We’ve discussed before the “trigonometric harmonic” series $\sum_{n=1}^\infty\cos n/n$. In particular, we showed that the series converges (conditionally). The argument involved the partial sums of the sequence $\{\cos n\}_{n=1}^\infty$, and we denoted these by $C(m)$. The closed-form expression we found for $C(m)$ involved the quantity $\cos m-\cos(m+1)$; in this post we show that this expression can also be written in the alternative form $2\sin(1/2)\sin(m+1/2)$.

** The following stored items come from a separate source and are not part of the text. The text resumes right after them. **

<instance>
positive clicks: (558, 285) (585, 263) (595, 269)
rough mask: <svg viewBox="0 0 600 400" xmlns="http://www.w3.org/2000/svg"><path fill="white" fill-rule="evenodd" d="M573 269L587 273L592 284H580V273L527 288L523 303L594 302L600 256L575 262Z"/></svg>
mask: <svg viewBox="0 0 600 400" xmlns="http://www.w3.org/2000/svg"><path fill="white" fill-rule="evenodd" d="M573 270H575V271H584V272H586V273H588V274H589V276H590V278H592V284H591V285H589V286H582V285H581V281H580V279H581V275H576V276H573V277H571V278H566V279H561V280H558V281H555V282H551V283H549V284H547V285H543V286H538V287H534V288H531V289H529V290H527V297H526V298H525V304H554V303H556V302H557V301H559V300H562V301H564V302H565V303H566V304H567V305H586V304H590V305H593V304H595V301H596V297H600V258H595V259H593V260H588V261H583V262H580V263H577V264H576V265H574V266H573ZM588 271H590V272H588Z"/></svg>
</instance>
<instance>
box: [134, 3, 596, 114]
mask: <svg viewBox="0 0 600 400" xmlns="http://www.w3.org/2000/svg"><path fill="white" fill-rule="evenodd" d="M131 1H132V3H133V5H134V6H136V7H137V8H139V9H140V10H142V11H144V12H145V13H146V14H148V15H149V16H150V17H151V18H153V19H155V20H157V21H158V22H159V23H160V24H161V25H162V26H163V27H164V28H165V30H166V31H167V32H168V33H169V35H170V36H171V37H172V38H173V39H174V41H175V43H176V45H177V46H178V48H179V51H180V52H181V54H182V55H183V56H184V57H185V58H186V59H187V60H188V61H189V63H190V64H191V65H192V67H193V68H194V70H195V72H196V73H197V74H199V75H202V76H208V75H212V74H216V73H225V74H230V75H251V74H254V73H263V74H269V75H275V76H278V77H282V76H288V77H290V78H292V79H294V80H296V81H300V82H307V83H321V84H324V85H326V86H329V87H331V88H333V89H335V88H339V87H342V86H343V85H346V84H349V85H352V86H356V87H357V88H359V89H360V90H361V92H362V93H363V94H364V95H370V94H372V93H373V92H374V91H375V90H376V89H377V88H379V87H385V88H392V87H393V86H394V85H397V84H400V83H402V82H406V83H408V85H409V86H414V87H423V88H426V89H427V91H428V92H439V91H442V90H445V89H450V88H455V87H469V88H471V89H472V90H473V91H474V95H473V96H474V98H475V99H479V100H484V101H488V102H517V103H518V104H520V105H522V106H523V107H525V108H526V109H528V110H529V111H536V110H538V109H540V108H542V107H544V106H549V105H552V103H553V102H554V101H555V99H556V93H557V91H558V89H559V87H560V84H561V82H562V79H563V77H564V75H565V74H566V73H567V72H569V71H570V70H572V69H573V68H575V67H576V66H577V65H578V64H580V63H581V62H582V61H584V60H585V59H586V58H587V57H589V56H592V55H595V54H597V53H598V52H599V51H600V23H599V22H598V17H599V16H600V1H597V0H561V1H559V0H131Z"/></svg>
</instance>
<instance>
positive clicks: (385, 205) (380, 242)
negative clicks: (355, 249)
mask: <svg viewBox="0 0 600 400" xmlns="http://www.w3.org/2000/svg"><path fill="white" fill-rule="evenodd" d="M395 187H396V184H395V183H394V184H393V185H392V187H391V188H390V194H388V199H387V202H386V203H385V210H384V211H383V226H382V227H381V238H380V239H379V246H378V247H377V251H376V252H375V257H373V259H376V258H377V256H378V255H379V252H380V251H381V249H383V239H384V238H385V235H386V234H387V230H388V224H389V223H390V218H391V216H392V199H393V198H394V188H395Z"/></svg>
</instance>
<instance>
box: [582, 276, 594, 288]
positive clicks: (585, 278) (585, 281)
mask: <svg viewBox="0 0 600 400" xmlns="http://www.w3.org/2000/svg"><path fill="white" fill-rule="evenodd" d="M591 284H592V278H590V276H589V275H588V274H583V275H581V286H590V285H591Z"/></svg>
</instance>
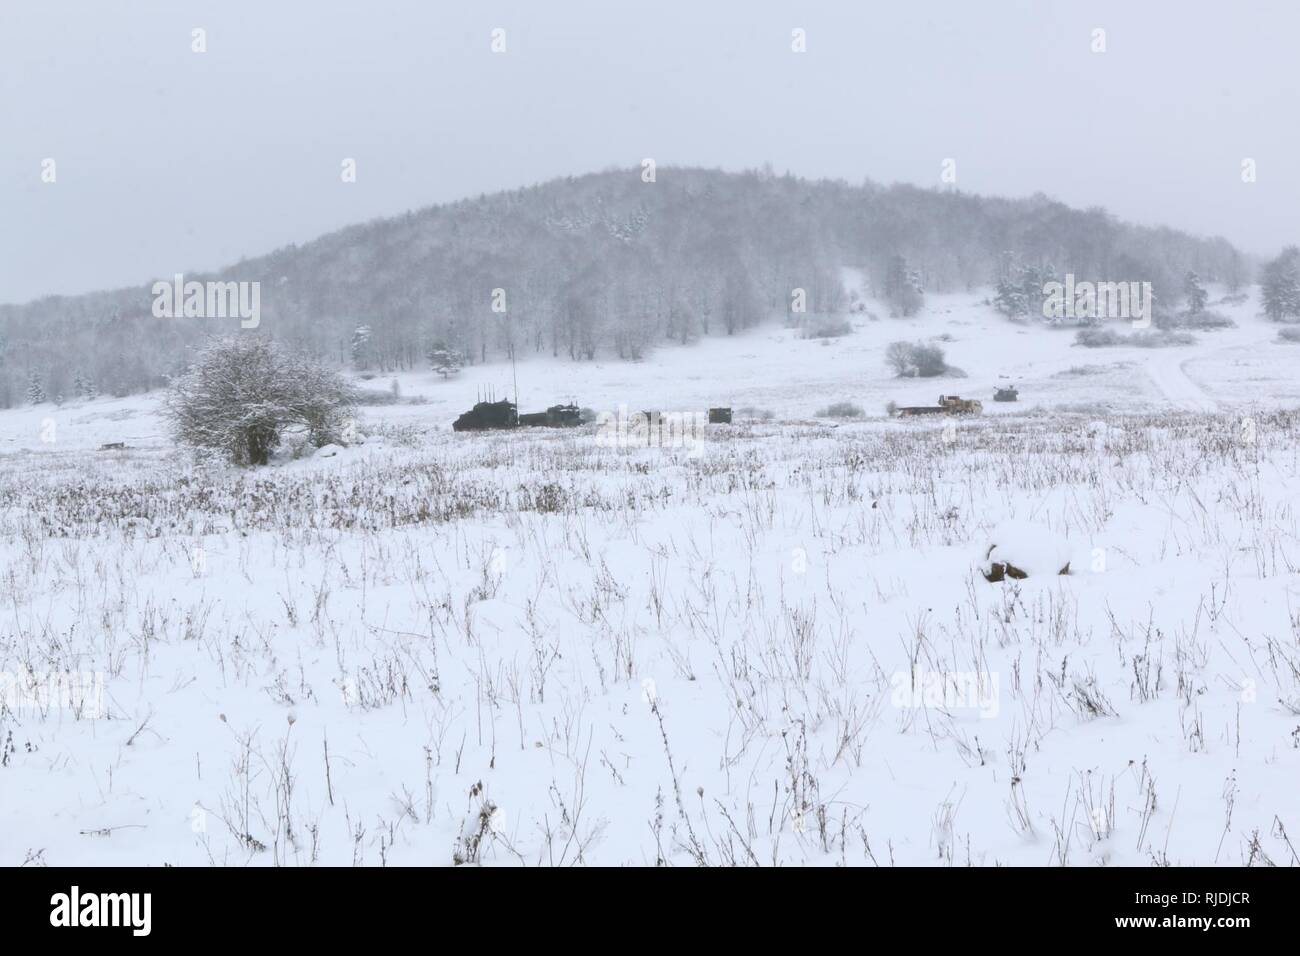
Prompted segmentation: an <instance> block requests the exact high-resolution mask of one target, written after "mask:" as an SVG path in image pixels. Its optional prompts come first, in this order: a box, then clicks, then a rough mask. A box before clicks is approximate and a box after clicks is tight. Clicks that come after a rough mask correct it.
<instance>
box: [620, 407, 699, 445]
mask: <svg viewBox="0 0 1300 956" xmlns="http://www.w3.org/2000/svg"><path fill="white" fill-rule="evenodd" d="M595 425H597V431H595V444H597V445H599V446H601V447H617V449H636V447H659V449H673V447H682V449H686V450H688V453H689V454H690V455H692V457H695V455H699V454H701V453H702V450H703V445H705V432H706V428H707V425H708V415H707V414H705V412H698V411H669V412H659V411H643V412H629V411H628V407H627V406H625V405H620V406H619V410H617V411H603V412H601V414H599V415H597V418H595Z"/></svg>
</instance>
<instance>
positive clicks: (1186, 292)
mask: <svg viewBox="0 0 1300 956" xmlns="http://www.w3.org/2000/svg"><path fill="white" fill-rule="evenodd" d="M1183 295H1186V297H1187V312H1188V313H1190V315H1200V313H1201V312H1204V311H1205V303H1206V302H1208V300H1209V295H1208V294H1206V293H1205V286H1203V285H1201V277H1200V276H1197V274H1196V273H1195V272H1192V271H1188V273H1187V276H1186V277H1184V278H1183Z"/></svg>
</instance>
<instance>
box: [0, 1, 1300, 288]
mask: <svg viewBox="0 0 1300 956" xmlns="http://www.w3.org/2000/svg"><path fill="white" fill-rule="evenodd" d="M194 27H204V29H205V30H207V46H208V51H207V52H205V53H201V55H199V53H194V52H191V30H192V29H194ZM494 27H503V29H504V30H506V42H507V52H506V53H503V55H495V53H493V52H491V51H490V31H491V30H493V29H494ZM794 27H802V29H803V30H806V34H807V52H806V53H802V55H798V53H793V52H792V51H790V31H792V30H793V29H794ZM1096 27H1101V29H1104V30H1105V31H1106V52H1105V53H1093V52H1092V51H1091V44H1092V31H1093V29H1096ZM1297 29H1300V7H1297V5H1296V4H1294V3H1290V1H1283V0H1274V1H1273V3H1251V1H1245V3H1232V4H1227V3H1201V1H1199V0H1196V1H1188V0H1177V1H1175V0H1156V1H1153V0H1145V1H1144V3H1134V1H1132V0H1128V1H1127V3H1106V1H1104V0H1101V1H1099V0H1087V1H1079V3H1074V1H1062V3H1030V1H1028V0H1022V1H1014V0H988V1H982V3H974V1H970V0H944V1H933V3H924V1H918V0H906V1H902V0H898V1H897V3H849V1H848V0H837V1H835V3H829V1H823V3H770V1H764V0H725V1H722V0H712V1H710V3H703V1H702V0H693V1H685V3H684V1H681V0H655V1H654V3H638V4H632V3H617V1H616V0H597V1H585V0H525V1H523V3H474V1H471V0H368V1H364V3H363V1H356V3H351V1H348V3H342V1H337V0H309V1H308V0H276V1H274V3H272V1H269V0H187V1H186V3H178V1H177V0H131V1H130V3H127V1H126V0H117V1H112V0H83V1H79V3H70V1H68V0H0V302H18V300H26V299H30V298H36V297H39V295H44V294H51V293H78V291H87V290H92V289H103V287H116V286H121V285H130V284H143V282H147V281H152V280H153V278H157V277H160V276H169V274H172V273H173V272H177V271H187V269H204V268H216V267H220V265H225V264H229V263H233V261H235V260H238V259H239V258H240V256H244V255H257V254H261V252H266V251H269V250H272V248H274V247H276V246H281V245H283V243H287V242H303V241H307V239H312V238H315V237H316V235H318V234H321V233H324V232H328V230H330V229H335V228H338V226H343V225H347V224H351V222H356V221H363V220H367V219H372V217H376V216H386V215H393V213H398V212H402V211H404V209H408V208H417V207H421V206H426V204H430V203H437V202H445V200H451V199H458V198H461V196H467V195H476V194H478V193H485V191H494V190H498V189H506V187H512V186H519V185H526V183H532V182H538V181H542V179H547V178H551V177H555V176H562V174H569V173H582V172H590V170H595V169H602V168H607V166H611V165H624V166H633V165H636V164H638V163H640V161H641V159H642V157H646V156H650V157H654V159H655V160H656V161H658V163H659V164H699V165H710V166H723V168H728V169H741V168H754V166H759V165H762V164H763V163H764V161H767V163H771V164H772V165H774V166H775V168H776V169H777V170H779V172H780V170H785V169H789V170H792V172H794V173H798V174H802V176H809V177H823V176H824V177H837V178H845V179H849V181H853V182H858V181H861V179H863V178H872V179H876V181H881V182H893V181H907V182H915V183H919V185H939V176H940V169H941V164H943V160H944V159H946V157H952V159H954V160H956V161H957V176H958V181H957V185H958V187H959V189H962V190H966V191H972V193H985V194H1004V195H1028V194H1031V193H1036V191H1044V193H1048V194H1050V195H1054V196H1057V198H1060V199H1062V200H1065V202H1069V203H1071V204H1076V206H1092V204H1102V206H1106V207H1108V208H1110V209H1112V211H1113V212H1115V213H1117V215H1119V216H1122V217H1123V219H1130V220H1135V221H1143V222H1152V224H1167V225H1173V226H1178V228H1183V229H1188V230H1192V232H1196V233H1205V234H1223V235H1226V237H1227V238H1230V239H1231V241H1234V242H1236V243H1238V245H1239V246H1242V247H1243V248H1247V250H1249V251H1255V252H1260V254H1270V252H1274V251H1275V250H1277V248H1278V247H1281V246H1282V245H1284V243H1288V242H1300V217H1297V216H1296V213H1297V211H1300V176H1297V172H1296V170H1300V126H1297V124H1296V113H1297V111H1296V92H1297V88H1296V87H1297V82H1296V75H1297V74H1296V62H1295V52H1294V48H1292V47H1294V42H1295V36H1296V34H1297ZM47 157H51V159H53V160H55V161H56V164H57V166H56V169H57V182H56V183H53V185H47V183H43V182H42V181H40V173H42V160H44V159H47ZM344 157H355V159H356V163H357V181H356V182H355V183H343V182H341V177H339V172H341V163H342V160H343V159H344ZM1244 157H1251V159H1253V160H1256V163H1257V170H1258V181H1257V182H1255V183H1243V181H1242V161H1243V159H1244Z"/></svg>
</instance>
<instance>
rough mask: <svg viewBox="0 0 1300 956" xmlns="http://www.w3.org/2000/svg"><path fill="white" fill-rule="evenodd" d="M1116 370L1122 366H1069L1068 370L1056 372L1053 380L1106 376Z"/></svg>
mask: <svg viewBox="0 0 1300 956" xmlns="http://www.w3.org/2000/svg"><path fill="white" fill-rule="evenodd" d="M1117 368H1123V364H1115V365H1070V368H1067V369H1065V371H1062V372H1057V373H1056V375H1053V376H1052V377H1053V378H1067V377H1076V376H1084V375H1106V372H1113V371H1114V369H1117Z"/></svg>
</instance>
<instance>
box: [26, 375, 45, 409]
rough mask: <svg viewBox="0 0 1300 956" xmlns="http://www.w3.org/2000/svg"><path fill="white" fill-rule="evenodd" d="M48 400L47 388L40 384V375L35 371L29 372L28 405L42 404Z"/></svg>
mask: <svg viewBox="0 0 1300 956" xmlns="http://www.w3.org/2000/svg"><path fill="white" fill-rule="evenodd" d="M44 401H45V389H44V386H43V385H42V384H40V376H39V375H36V373H35V372H29V373H27V405H40V403H42V402H44Z"/></svg>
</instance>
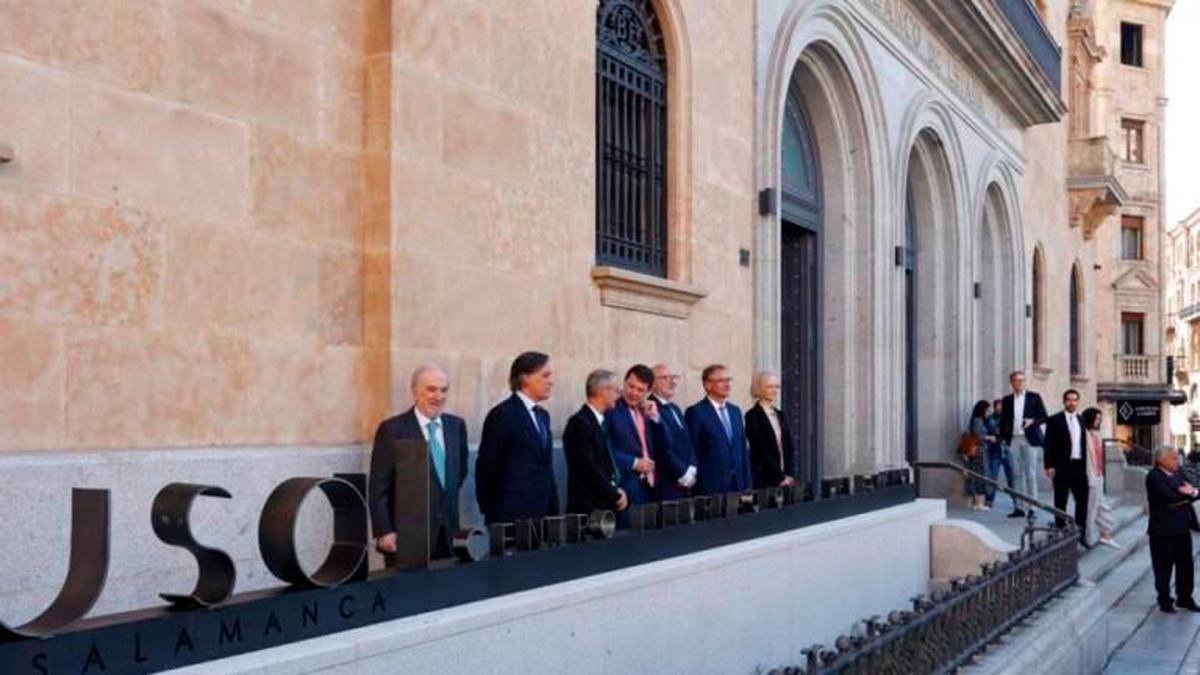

The proof is a straightforward application of the complex exponential expression for sine and cosine:

\begin{align*}
2\sin(1/2)\sin(m+1/2) &= 2\frac{e^{i/2}-e^{-i/2}}{2i}\cdot\frac{e^{i(m+1/2)}-e^{-i(m+1/2)}}{2i} \\
&= \frac{e^{i(m+1)}-e^{im}-e^{-im}+e^{-i(m+1)}}{-2} \\
&= \cos m-\cos(m+1)
\end{align*}

Applying this with $m:=0$ yields $2\sin(1/2)^2=1-\cos 1$, and we have

\begin{align*}
C(m) &= \frac{\cos m-\cos(m+1)}{2(1-\cos 1)}-\frac{1}{2} \\
&= \frac{2\sin(1/2)\sin(m+1/2)}{4\sin(1/2)^2}-\frac{1}{2} \\
&= \frac{\sin(m+1/2)}{2\sin(1/2)}-\frac{1}{2} .
\end{align*}

Written in this form, the naive upper bound on $\lvert C(m)\rvert$ becomes

$\frac{1}{2\sin(1/2)}+\frac{1}{2} \approx 1.54 ,$

which is actually slightly better than the previous upper bound we gave of

$\frac{1}{1-\cos1}+\frac{1}{2} \approx 2.68 .$

In fact, it is easy to see that our new upper bound the best possible, since it is reached at for example $m:=(3\pi-1)/2$.